Eloy Melonio*
Conversar é preciso, e viver também é preciso. E foi assim que nós, da subespécie Homo Sapiens, evoluímos e descobrimos que éramos iguais e inteligentes.
Foi conversando que começamos a nos entender. Mas nunca foi tão fácil conversar como nestes tempos de smartphone e redes sociais. Hoje não se precisa mais ter alguém ali do lado para bater um bom papo. É só pegar o celular ou o notebook, e pronto!
E também foi assim que, de conversa em conversa, percebi aquela mulher de uns 35 anos, com seu celular em punho, conversando, conversando. E todo dia era a mesma coisa.
Geralmente chegamos à pracinha do bairro quase ao mesmo tempo, por volta das seis e vinte da manhã. Ela senta-se num banco da praça, e eu vou direto para os equipamentos de atividade física que ficam numa área específica, a uns oitenta metros de onde ela está.
Para mim, essa parada na praça é parte do trajeto que faço em minhas caminhadas matinais. Para ela, talvez um descanso antes de chegar à casa onde trabalha, que deve ficar nas redondezas. Ou mais do que isso, é hora de “conversar”.
Começo a fazer meus exercícios. E ela, vai logo tirando da bolsa o smartphone. E tome conversa!
Comecei a prestar mais atenção às suas conversas. Porque, mesmo não estando lado a lado, conseguia ouvir boa parte do que ela falava. Mesmo com o vento tentando atrapalhar. Às vezes, falava alto e parecia não ter papas na língua. E sempre ia direto ao assunto.
― Eu não lhe disse que isso não ia dar certo. Agora segure as pontas aí.
Imagino que nossa amiga fala com seus parentes, amigos e conhecidos. Mas o que chama a minha atenção, é a autoridade com que expõe suas ideias, dá seus conselhos, faz suas observações. E cobra atitudes.
― A senhora tem de levar o Pai pra essa consulta. Próstata é coisa séria. Se a senhora não conseguir, vou ter de ir aí falar com ele pessoalmente.
É sempre assim, repreendendo, aconselhando, lembrando… E suas conversas são algo do tipo “sessão de aconselhamento”. E ela interpreta a conversa como se fosse uma consulta com um psicólogo, advogado.
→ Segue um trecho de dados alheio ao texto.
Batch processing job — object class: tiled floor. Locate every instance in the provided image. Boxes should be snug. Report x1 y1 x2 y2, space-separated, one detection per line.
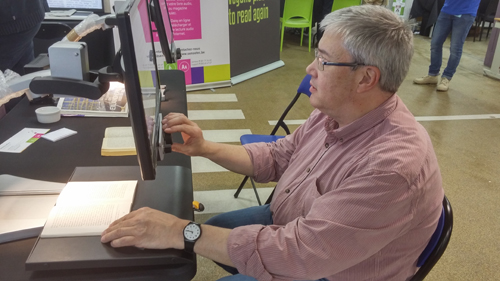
188 29 500 281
Pelo que ouço, seus interlocutores não apenas ouvem suas recomendações, mas obedecem.
― Eu não te disse que era só fazer a proposta que eles aceitariam!
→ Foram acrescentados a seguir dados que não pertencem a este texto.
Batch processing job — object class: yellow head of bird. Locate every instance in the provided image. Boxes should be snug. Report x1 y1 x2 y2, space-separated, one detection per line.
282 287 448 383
Na segunda-feira, após as eleições, acho que falava com um irmão mais novo. E cobrava dele uma atitude.
― E aí, votou direitinho?
Cheguei até a imaginar que, do outro lado da linha, as pessoas agiam como naquele comercial do posto de combustível. Se alguém precisasse de um conselho, quisesse saber alguma coisa ou resolver algum “pepino”, ouviria da outra o seguinte: Fala com a Terezinha (“Lá no Posto Ypiranga”).
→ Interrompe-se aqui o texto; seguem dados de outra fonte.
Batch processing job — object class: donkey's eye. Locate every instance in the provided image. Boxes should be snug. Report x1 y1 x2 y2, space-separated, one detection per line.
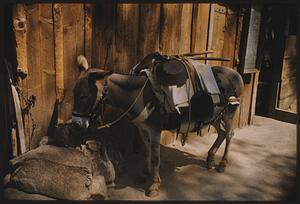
79 95 88 100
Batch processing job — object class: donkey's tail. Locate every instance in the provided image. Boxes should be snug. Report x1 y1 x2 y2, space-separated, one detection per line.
77 55 89 70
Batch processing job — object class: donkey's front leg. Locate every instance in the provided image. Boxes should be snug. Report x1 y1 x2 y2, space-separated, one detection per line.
147 130 161 197
216 106 237 172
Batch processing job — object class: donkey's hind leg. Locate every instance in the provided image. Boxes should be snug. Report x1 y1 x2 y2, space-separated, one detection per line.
206 118 225 169
137 125 151 183
207 105 237 172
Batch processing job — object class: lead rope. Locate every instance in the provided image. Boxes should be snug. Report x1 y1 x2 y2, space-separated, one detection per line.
97 78 149 130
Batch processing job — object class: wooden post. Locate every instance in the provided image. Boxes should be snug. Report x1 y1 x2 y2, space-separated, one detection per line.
13 4 28 74
13 4 29 153
178 4 193 54
138 4 161 61
84 4 93 66
53 4 64 102
191 4 209 52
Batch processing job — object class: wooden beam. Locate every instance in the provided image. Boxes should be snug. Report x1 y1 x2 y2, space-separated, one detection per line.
53 4 64 102
84 4 94 66
13 4 28 74
138 4 161 61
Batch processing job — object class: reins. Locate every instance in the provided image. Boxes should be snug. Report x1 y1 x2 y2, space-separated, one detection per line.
96 78 149 130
Já somos conhecidos e nos cumprimentamos quando passo pelo seu banquinho. Exceto se percebo que ela está muito concentrada na conversa. Aí ― para não atrapalhar ― finjo que estou olhando para um passarinho numa das muitas árvores da praça.
Dia desses, para minha surpresa, ao passar pela nossa personagem (Terezinha), ouvi o seguinte:
― Eu sabia que isso ia acontecer. Ele não levava a sério a sua doença.
Aí me lembrei do aforismo preferido de Machado de Assis, citado por Barreto Filho em seu “Introdução a Machado de Assis”: “A morte é séria e não admite ironia”.
E assim encerro nossa conversa parafraseando um sábio ditado popular: “Ouve quem quer, obedece quem tem juízo”.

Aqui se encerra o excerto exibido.